There are dimensions of the player piano that have been lost to history, and in some cases, haven’t been fully teased out. One is how it framed our conception of ragtime, a style that brought Black music into the homes of people of all races and ethnicities. The character of that machine framed the way that ragtime was delivered and then altered the way it was created and constructed.

Another surprise to me was that player-piano rolls were edited to sound like more than one person was playing. The composer could, for example, create rolls that would be impossible for a single musician to play. There was a kind of proto-sampling going on, where they would reference other existing works. Often, classical pieces and melodies could be layered on top of each other.

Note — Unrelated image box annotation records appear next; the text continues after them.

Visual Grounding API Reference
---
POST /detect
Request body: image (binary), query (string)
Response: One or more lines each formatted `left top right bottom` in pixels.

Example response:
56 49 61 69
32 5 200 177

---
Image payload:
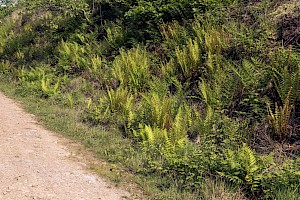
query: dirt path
0 93 130 200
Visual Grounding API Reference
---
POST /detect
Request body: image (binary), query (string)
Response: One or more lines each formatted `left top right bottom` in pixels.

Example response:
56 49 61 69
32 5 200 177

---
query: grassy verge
0 75 248 200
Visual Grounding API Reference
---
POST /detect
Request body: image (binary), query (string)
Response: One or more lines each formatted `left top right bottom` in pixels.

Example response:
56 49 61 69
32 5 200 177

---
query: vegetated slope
0 0 300 199
0 93 129 200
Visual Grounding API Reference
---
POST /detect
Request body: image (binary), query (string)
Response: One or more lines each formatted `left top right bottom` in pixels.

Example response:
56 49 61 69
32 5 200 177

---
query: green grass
0 75 230 200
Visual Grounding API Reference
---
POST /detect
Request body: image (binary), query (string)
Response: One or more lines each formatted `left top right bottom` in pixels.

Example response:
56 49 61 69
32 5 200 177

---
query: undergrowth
0 0 300 199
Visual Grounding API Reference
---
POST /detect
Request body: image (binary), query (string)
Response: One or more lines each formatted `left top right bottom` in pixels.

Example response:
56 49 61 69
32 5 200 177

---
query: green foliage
0 0 300 198
112 47 151 91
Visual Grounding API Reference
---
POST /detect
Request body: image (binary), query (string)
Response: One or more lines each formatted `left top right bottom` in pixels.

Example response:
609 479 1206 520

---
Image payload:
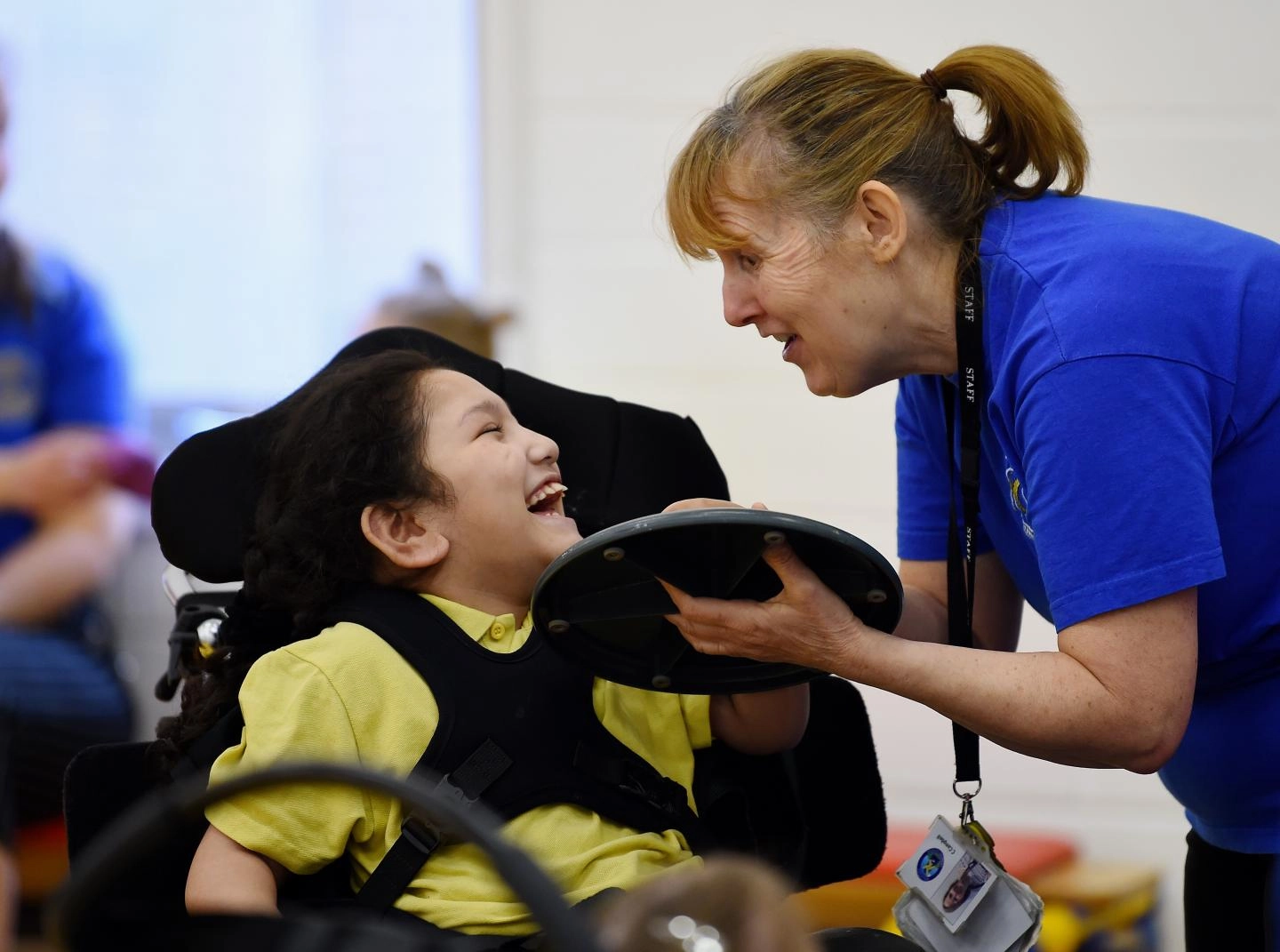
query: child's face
424 370 581 599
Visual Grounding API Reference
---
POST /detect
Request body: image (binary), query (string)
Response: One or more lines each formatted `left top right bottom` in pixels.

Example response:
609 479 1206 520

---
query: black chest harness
307 588 704 909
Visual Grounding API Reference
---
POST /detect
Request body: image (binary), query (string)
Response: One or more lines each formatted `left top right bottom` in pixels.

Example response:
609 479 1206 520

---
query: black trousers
1183 830 1280 952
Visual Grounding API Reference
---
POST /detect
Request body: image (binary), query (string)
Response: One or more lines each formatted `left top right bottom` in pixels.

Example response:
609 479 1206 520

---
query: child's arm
187 825 287 916
710 684 809 754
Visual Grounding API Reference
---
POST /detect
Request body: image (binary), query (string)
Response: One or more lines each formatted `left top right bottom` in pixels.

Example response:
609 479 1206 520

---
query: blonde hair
667 46 1088 260
599 856 818 952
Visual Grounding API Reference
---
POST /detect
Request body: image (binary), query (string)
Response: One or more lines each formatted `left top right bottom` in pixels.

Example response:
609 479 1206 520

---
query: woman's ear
847 180 908 265
360 503 449 570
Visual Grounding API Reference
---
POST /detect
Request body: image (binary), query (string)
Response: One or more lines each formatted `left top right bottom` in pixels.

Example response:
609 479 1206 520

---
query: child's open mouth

That kind of sampling became a hallmark of the synthesizer, invented more than a half-century later, which you argue transformed rock music. 

The synthesizer proved to be capable of not just synthesizing — simulating, replicating, and imitating familiar sounds from nature and other instruments — but also producing new sounds unlike anything else we had heard. One of the main points of the book is that while we like to think of art as the exclusive province of humankind, we have always used machines as not just tools, but as something close to collaborators. Sometimes, the machine is doing as much as we are. And sometimes, the machine is doing more than we are — for example, with techno and house music.  

Synthesized music didn’t just revolutionize rock music. It’s all around us now, whether on the radio or used as the soundtrack for a film or streaming show. Today, for example, very few projects use orchestras to create scores. The soundtracks are electronic tones, abstract noises, and effects — synthetic concoctions, barely music at all.

Can you elaborate on your point about techno and house music? How is the machine doing more than humans? 

House music is music that is stripped down to its pure mechanical essence, with most of what we consider musicality stripped away: the chord changes are removed and the melody is reduced to just a couple of notes or tones. Techno, with its throbbing, incessant mechanical beat, literally sounds like the pounding of a machine. Detractors will claim that it’s too mechanical and not really music. However, we have to judge any particular kind of art on its own terms, and there are circumstances when to be mechanical or to sound like a machine is very powerful. 

Many observers consider machine-made music and the use of AI as threats to the world of art. Do you agree?

I don’t think that computational creativity or AI art will threaten human creativity. I think human beings will always create. Many people predicted the end of art when photography was invented, claiming that the camera would replace the artist. But the camera replaces only some functions of some artists. AI is different from the camera, and it represents machines that have a kind of agency and the ability to create on their own. Still, I don’t see why we should be afraid of AI replacing art. I’m confident that we will continue to create art that expresses our human experience, which is something computers can’t know. 

There’s a scholar in the UK named Simon Colton who is working with a concept called the “machine condition.” He’s developing algorithms that will enable machines to express in art what it means to be a machine. I think that’s what machines should be expressing. Perhaps the results would freak me out and maybe terrify me, but that’s great. That’s a function of art. 

We have to remember that every new phase of art is designed to do something new and to alienate advocates of earlier aesthetics. Art is always in a dialogue with the past, and most new innovations emerge as direct critiques of past work. So, machine art will not just be different from what we do as human artists; it could also offer critiques of what we do as human artists, which is a wild idea.